Environment Variables in Kubernetes with configMaps and secrets

Posted on:July 4, 2020 at 10:12 PM

kubelogo.png

Inside a Kubernetes cluster in some cases you will need to manage environment variables across the cluster to define an external state of a deployed services, in this post we will discuss how to do so with configMaps and secrets.

configMap

According to the Kubernetes, documentation configMap is an Object used to store non-confidential data in key-value pairs.

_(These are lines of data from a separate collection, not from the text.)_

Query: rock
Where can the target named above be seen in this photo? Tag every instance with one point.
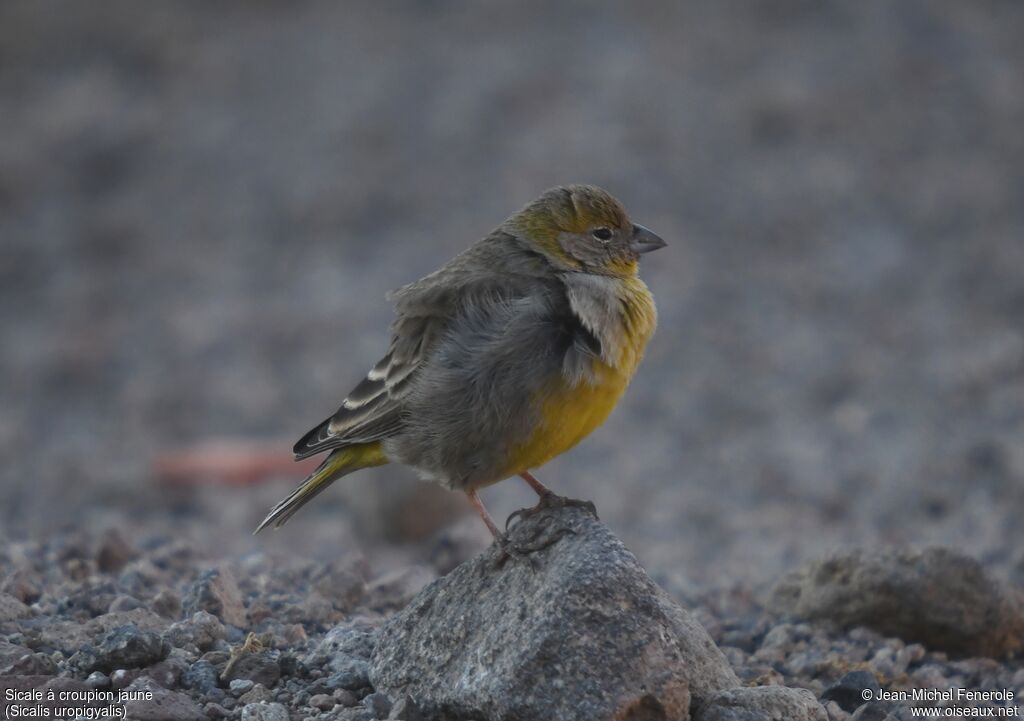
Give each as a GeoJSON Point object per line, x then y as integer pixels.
{"type": "Point", "coordinates": [407, 710]}
{"type": "Point", "coordinates": [23, 585]}
{"type": "Point", "coordinates": [341, 645]}
{"type": "Point", "coordinates": [168, 673]}
{"type": "Point", "coordinates": [322, 702]}
{"type": "Point", "coordinates": [201, 676]}
{"type": "Point", "coordinates": [876, 711]}
{"type": "Point", "coordinates": [257, 693]}
{"type": "Point", "coordinates": [345, 697]}
{"type": "Point", "coordinates": [167, 603]}
{"type": "Point", "coordinates": [143, 619]}
{"type": "Point", "coordinates": [18, 661]}
{"type": "Point", "coordinates": [121, 679]}
{"type": "Point", "coordinates": [264, 712]}
{"type": "Point", "coordinates": [394, 590]}
{"type": "Point", "coordinates": [456, 544]}
{"type": "Point", "coordinates": [240, 686]}
{"type": "Point", "coordinates": [217, 592]}
{"type": "Point", "coordinates": [11, 608]}
{"type": "Point", "coordinates": [162, 706]}
{"type": "Point", "coordinates": [342, 583]}
{"type": "Point", "coordinates": [124, 602]}
{"type": "Point", "coordinates": [114, 553]}
{"type": "Point", "coordinates": [259, 668]}
{"type": "Point", "coordinates": [215, 711]}
{"type": "Point", "coordinates": [938, 597]}
{"type": "Point", "coordinates": [762, 704]}
{"type": "Point", "coordinates": [203, 630]}
{"type": "Point", "coordinates": [98, 680]}
{"type": "Point", "coordinates": [848, 690]}
{"type": "Point", "coordinates": [129, 647]}
{"type": "Point", "coordinates": [378, 704]}
{"type": "Point", "coordinates": [587, 634]}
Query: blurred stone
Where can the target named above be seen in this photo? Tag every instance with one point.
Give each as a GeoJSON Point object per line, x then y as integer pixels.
{"type": "Point", "coordinates": [203, 630]}
{"type": "Point", "coordinates": [240, 686]}
{"type": "Point", "coordinates": [23, 585]}
{"type": "Point", "coordinates": [130, 647]}
{"type": "Point", "coordinates": [163, 706]}
{"type": "Point", "coordinates": [342, 583]}
{"type": "Point", "coordinates": [407, 710]}
{"type": "Point", "coordinates": [876, 711]}
{"type": "Point", "coordinates": [201, 676]}
{"type": "Point", "coordinates": [322, 702]}
{"type": "Point", "coordinates": [378, 704]}
{"type": "Point", "coordinates": [849, 689]}
{"type": "Point", "coordinates": [11, 608]}
{"type": "Point", "coordinates": [264, 712]}
{"type": "Point", "coordinates": [480, 642]}
{"type": "Point", "coordinates": [98, 680]}
{"type": "Point", "coordinates": [256, 694]}
{"type": "Point", "coordinates": [216, 592]}
{"type": "Point", "coordinates": [169, 672]}
{"type": "Point", "coordinates": [121, 678]}
{"type": "Point", "coordinates": [259, 668]}
{"type": "Point", "coordinates": [762, 703]}
{"type": "Point", "coordinates": [215, 711]}
{"type": "Point", "coordinates": [124, 602]}
{"type": "Point", "coordinates": [167, 603]}
{"type": "Point", "coordinates": [114, 552]}
{"type": "Point", "coordinates": [395, 589]}
{"type": "Point", "coordinates": [18, 661]}
{"type": "Point", "coordinates": [939, 597]}
{"type": "Point", "coordinates": [456, 544]}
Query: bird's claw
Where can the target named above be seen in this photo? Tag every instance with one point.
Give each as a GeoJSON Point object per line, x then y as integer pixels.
{"type": "Point", "coordinates": [550, 500]}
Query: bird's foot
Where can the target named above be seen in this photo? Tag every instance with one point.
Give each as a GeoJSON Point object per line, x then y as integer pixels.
{"type": "Point", "coordinates": [522, 551]}
{"type": "Point", "coordinates": [550, 500]}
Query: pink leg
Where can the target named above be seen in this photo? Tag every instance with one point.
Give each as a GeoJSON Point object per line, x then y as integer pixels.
{"type": "Point", "coordinates": [540, 488]}
{"type": "Point", "coordinates": [474, 499]}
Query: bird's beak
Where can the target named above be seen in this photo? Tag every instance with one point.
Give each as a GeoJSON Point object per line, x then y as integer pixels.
{"type": "Point", "coordinates": [644, 241]}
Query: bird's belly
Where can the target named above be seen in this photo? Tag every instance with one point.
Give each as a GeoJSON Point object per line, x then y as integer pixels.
{"type": "Point", "coordinates": [568, 415]}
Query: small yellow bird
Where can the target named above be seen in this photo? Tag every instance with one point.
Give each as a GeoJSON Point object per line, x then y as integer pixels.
{"type": "Point", "coordinates": [508, 355]}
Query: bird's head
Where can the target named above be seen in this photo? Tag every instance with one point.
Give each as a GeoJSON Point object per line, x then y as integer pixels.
{"type": "Point", "coordinates": [583, 227]}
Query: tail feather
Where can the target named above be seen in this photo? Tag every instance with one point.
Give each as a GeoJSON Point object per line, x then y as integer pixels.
{"type": "Point", "coordinates": [339, 463]}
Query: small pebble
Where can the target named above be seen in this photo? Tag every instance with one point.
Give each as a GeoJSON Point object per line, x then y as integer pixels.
{"type": "Point", "coordinates": [98, 681]}
{"type": "Point", "coordinates": [120, 679]}
{"type": "Point", "coordinates": [240, 686]}
{"type": "Point", "coordinates": [215, 711]}
{"type": "Point", "coordinates": [345, 697]}
{"type": "Point", "coordinates": [379, 704]}
{"type": "Point", "coordinates": [322, 702]}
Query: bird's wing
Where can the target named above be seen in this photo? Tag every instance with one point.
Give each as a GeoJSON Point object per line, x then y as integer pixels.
{"type": "Point", "coordinates": [372, 411]}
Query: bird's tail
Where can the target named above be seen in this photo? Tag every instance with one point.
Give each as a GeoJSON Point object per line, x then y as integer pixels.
{"type": "Point", "coordinates": [339, 463]}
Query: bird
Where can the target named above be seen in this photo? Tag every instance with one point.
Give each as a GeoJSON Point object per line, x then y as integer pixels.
{"type": "Point", "coordinates": [506, 356]}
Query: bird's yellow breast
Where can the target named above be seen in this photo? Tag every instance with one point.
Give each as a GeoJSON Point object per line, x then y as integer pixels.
{"type": "Point", "coordinates": [570, 412]}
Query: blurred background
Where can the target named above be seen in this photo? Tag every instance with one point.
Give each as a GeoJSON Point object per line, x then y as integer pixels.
{"type": "Point", "coordinates": [202, 206]}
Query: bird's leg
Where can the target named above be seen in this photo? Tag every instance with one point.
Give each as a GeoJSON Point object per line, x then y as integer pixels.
{"type": "Point", "coordinates": [548, 499]}
{"type": "Point", "coordinates": [508, 549]}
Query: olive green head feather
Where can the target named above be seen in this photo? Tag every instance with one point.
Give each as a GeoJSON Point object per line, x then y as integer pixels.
{"type": "Point", "coordinates": [582, 227]}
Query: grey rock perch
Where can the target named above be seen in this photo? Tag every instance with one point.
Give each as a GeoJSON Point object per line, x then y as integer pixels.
{"type": "Point", "coordinates": [586, 635]}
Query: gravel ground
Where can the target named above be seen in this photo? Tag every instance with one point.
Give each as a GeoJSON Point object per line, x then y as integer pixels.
{"type": "Point", "coordinates": [201, 207]}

Your Deployments can consume configMaps in three different ways

First we need to write a configMap file like this to reference it in our deployment configs

#database-config.yaml
apiVersion: v1
kind: ConfigMap
metadata:
  name: database-config
data:
  DATABASE_URL: 'https://mydatabase.com:3306'
  DATABASE_PASSWORD: 'password'

1- Consuming configMap as Env variables

This is not ideal because you have to write 4 lines of YAML for each env variable to every container which need that key and end up with a lot of duplicated lines which is a huge downside.

#example-depl.yaml
apiVersion: apps/v1
kind: Deployment
metadata:
  name: example-deployment
spec:
  replicas: 1
  selector:
    matchLabels:
      app: example
  template:
    metadata:
      labels:
        app: example
    spec:
      containers:
        - name: example
          image: mustafah15/example
          env:
            - name: DATABASE_URL
              valueFrom:
                configMapKeyRef:
                  name: database-config
                  key: DATABASE_URL #key inside the configMap file
            - name: DATABASE_PASSWORD
              valueFrom:
                configMapKeyRef:
                  name: database-config
                  key: DATABASE_PASSWORD #key inside the configMap file

2- Using envFrom Instead

This approach will pick all the env variables from the config map file and will put them inside your container which much easier than the first approach.

#example-depl.yaml
apiVersion: apps/v1
kind: Deployment
metadata:
  name: example-deployment
spec:
  replicas: 1
  selector:
    matchLabels:
      app: example
  template:
    metadata:
      labels:
        app: example
    spec:
      containers:
        - name: example
          image: mustafah15/example
          envFrom:
            - configMapRef:
                name: database-config

3- Mounting ConfigMaps as Volumes

this will lead to have different files in the directory you specified at the config each file name will be the env var name and the value of the file will be the value of the var itself

let’s create another config map to make it represented as one file with some values inside it as a string

#database-config.yaml
apiVersion: v1
kind: ConfigMap
metadata:
  name: database-config-v2
data:
  database.properties: |
    DATABASE_URL=https://mydatabase.com:3306
    DATABASE_PASSWORD=password
#example-depl.yaml
apiVersion: apps/v1
kind: Deployment
metadata:
  name: example-deployment
spec:
  replicas: 1
  selector:
    matchLabels:
      app: example
  template:
    metadata:
      labels:
        app: example
    spec:
      containers:
        - name: example
          image: mustafah15/example
          volumeMounts:
            - name: database-config-volume
              mountPath: /etc/any/dir/config
      volumes:
        - name: database-config-volume
          configMap:
            name: database-config-v2

Secret

Secrets let you store and manage sensitive information like password, or api tokens, however you should keep in your mind that secrets values is not encrypted it’s just encoded in base64 format, so consider it a vert basic step of protection that you probably need to add more protection in top of it.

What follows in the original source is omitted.